I think the biggest problem I've had with Nagios is that it isn't modular enough. It lacks something we've all come to appreciate these days - the concept of plugins. Admittedly, it's one guy. If he doesn't see a need for it, then we probably won't ever see it. Nagios really needs a standard way for people to plug in to it. Right now we have bolt-on solutions that never REALLY feel integrated. Maybe that's what Icinga wants to do. I can appreciate, however, the lean-ness that Nagios has had for this long. Maybe times have changed an monitoring doesn't just encompass monitoring anymore. I don't know but in my mind, monitoring is still a distinct entity from trending. They go hand in hand but Nagios has never billed itself as an all in one monitoring and trending solution. It monitors, and it alerts. Occasionally it "event handles" but long term storage and analysis of the data is out of scope.

Anyway, much of this has been a ramble based on first blush. I'm sure I'll have more to say. I'll follow the project closely and see what it does. I fully expect a lot of people to switch over just for the "completeness" and "asthetic" factor. Groundwork has clients after all. The demand is there.
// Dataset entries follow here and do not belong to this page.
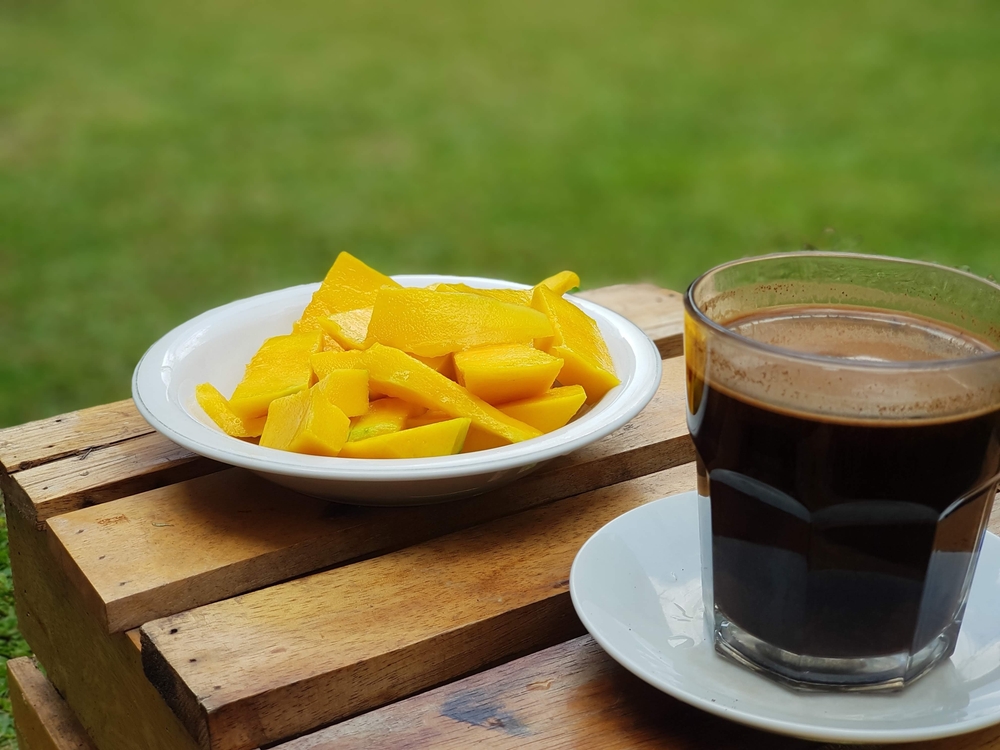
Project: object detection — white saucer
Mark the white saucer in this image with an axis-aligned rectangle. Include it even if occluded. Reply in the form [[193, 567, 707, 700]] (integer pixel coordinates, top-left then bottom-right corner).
[[570, 492, 1000, 743]]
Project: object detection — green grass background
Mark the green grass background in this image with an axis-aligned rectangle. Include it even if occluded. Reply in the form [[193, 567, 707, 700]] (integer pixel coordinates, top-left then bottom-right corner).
[[0, 0, 1000, 736]]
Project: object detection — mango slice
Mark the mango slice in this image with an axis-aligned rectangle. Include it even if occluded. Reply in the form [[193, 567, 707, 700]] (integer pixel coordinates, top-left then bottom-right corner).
[[309, 350, 364, 380], [347, 398, 422, 443], [406, 409, 452, 430], [313, 370, 368, 417], [462, 425, 510, 453], [498, 385, 587, 432], [260, 387, 351, 456], [293, 253, 399, 332], [229, 331, 322, 421], [340, 418, 471, 458], [455, 344, 563, 406], [368, 289, 552, 357], [410, 354, 455, 380], [433, 271, 580, 305], [194, 383, 266, 438], [319, 307, 372, 350], [531, 286, 621, 404], [363, 344, 542, 443], [458, 385, 587, 453], [544, 271, 580, 296], [435, 284, 531, 306]]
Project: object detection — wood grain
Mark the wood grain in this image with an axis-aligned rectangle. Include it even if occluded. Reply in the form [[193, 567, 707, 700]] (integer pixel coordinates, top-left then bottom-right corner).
[[7, 657, 94, 750], [0, 433, 223, 528], [48, 359, 694, 632], [0, 399, 153, 474], [577, 284, 684, 359], [273, 636, 1000, 750], [7, 500, 203, 750], [141, 464, 695, 750]]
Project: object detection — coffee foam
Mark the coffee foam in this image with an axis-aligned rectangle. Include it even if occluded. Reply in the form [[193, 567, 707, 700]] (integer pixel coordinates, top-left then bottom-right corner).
[[685, 306, 1000, 423]]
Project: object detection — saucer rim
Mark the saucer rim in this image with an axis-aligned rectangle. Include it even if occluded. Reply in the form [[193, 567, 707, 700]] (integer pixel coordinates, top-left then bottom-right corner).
[[569, 490, 1000, 744]]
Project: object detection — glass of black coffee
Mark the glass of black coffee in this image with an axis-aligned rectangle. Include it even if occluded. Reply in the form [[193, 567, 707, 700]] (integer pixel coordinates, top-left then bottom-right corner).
[[684, 252, 1000, 690]]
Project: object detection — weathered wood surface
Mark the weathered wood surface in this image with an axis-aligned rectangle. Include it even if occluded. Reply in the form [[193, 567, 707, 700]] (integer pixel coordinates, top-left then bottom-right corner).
[[273, 636, 1000, 750], [7, 500, 203, 750], [4, 433, 224, 526], [141, 464, 695, 750], [0, 284, 683, 528], [7, 657, 94, 750], [48, 358, 694, 632], [0, 399, 153, 474]]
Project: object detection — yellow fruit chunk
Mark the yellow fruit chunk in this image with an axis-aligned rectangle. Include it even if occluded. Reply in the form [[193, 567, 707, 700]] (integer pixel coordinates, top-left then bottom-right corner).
[[319, 307, 373, 349], [194, 383, 265, 437], [229, 331, 322, 420], [309, 350, 364, 380], [462, 427, 510, 453], [340, 418, 471, 458], [347, 398, 425, 443], [260, 386, 351, 456], [528, 271, 580, 296], [458, 385, 587, 453], [293, 253, 399, 331], [364, 344, 542, 443], [455, 344, 563, 406], [498, 385, 587, 432], [368, 289, 552, 357], [431, 271, 580, 305], [406, 410, 452, 430], [410, 354, 455, 380], [314, 370, 368, 417], [436, 284, 531, 305], [320, 331, 344, 352], [531, 286, 621, 404]]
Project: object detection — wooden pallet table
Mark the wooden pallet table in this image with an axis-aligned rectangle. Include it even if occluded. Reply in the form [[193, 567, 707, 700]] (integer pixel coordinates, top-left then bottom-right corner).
[[0, 285, 1000, 750]]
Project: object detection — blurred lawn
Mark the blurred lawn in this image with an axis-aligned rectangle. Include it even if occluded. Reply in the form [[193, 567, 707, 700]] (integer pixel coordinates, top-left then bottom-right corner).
[[0, 0, 1000, 740]]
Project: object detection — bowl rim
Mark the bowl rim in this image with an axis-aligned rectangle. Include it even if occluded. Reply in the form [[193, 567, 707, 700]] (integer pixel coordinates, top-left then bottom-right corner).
[[132, 274, 662, 483]]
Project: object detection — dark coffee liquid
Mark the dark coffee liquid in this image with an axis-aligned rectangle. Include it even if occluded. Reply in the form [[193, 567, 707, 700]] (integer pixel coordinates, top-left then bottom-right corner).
[[690, 308, 1000, 658]]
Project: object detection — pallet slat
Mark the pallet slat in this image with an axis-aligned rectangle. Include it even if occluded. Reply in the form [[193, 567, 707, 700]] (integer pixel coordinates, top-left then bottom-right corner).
[[48, 358, 694, 632], [141, 464, 695, 750], [7, 657, 95, 750], [0, 399, 153, 474], [0, 284, 683, 528], [2, 433, 223, 526], [272, 636, 1000, 750], [577, 284, 684, 359], [7, 506, 197, 750]]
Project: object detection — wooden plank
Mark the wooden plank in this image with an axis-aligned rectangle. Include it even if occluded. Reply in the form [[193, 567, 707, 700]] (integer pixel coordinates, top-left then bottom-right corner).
[[48, 358, 694, 632], [141, 464, 695, 750], [0, 284, 683, 528], [577, 284, 684, 359], [272, 636, 1000, 750], [0, 399, 153, 474], [0, 433, 223, 528], [7, 500, 203, 750], [7, 657, 94, 750]]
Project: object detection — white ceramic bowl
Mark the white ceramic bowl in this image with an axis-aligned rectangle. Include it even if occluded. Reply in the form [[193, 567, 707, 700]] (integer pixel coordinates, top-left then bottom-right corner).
[[132, 275, 661, 505]]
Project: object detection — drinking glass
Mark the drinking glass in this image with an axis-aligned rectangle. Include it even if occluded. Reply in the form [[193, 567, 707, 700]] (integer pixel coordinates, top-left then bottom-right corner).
[[684, 252, 1000, 690]]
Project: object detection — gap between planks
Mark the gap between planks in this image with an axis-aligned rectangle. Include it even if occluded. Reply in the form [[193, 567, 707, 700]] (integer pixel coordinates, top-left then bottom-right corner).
[[7, 656, 96, 750], [271, 636, 1000, 750]]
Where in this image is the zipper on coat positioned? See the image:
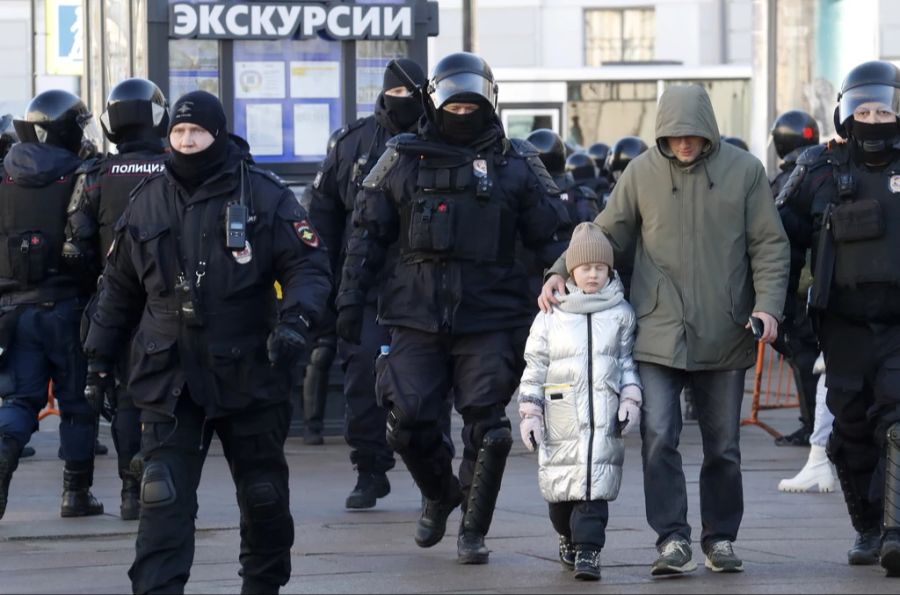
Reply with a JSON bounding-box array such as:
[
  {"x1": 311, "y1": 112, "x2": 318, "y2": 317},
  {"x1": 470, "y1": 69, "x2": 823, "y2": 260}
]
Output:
[{"x1": 585, "y1": 314, "x2": 594, "y2": 502}]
However, I'm just not sure if I'll make the switch myself.

Maybe the whole thing will prompt Ethan to respond in a positive way and make my wish list come true ;)

- API into the monitoring system
- Native support for RRD storage of perfdata information

Those are my two biggest. I would LOVE to have an API into the live core of the engine to make changes to resources. One thing that I loved about Groundwork (I think it was Groundwork) was that it had a command-line API for adding and removing hosts. I'm really hoping that in the end, we end up with Nagios as a framework with its own basic functionality but that better allows the design of solutions built on top of it. Want to build your own interface? Pull a list of hosts from the API. Pull a list of last known states for each host. Display it.

* By constantly changing, I mean compared to traditional languagues like C. PHP also has (and many developers will admit this) inconsistencies and other "gotchas" left over from years of backwards compatibility.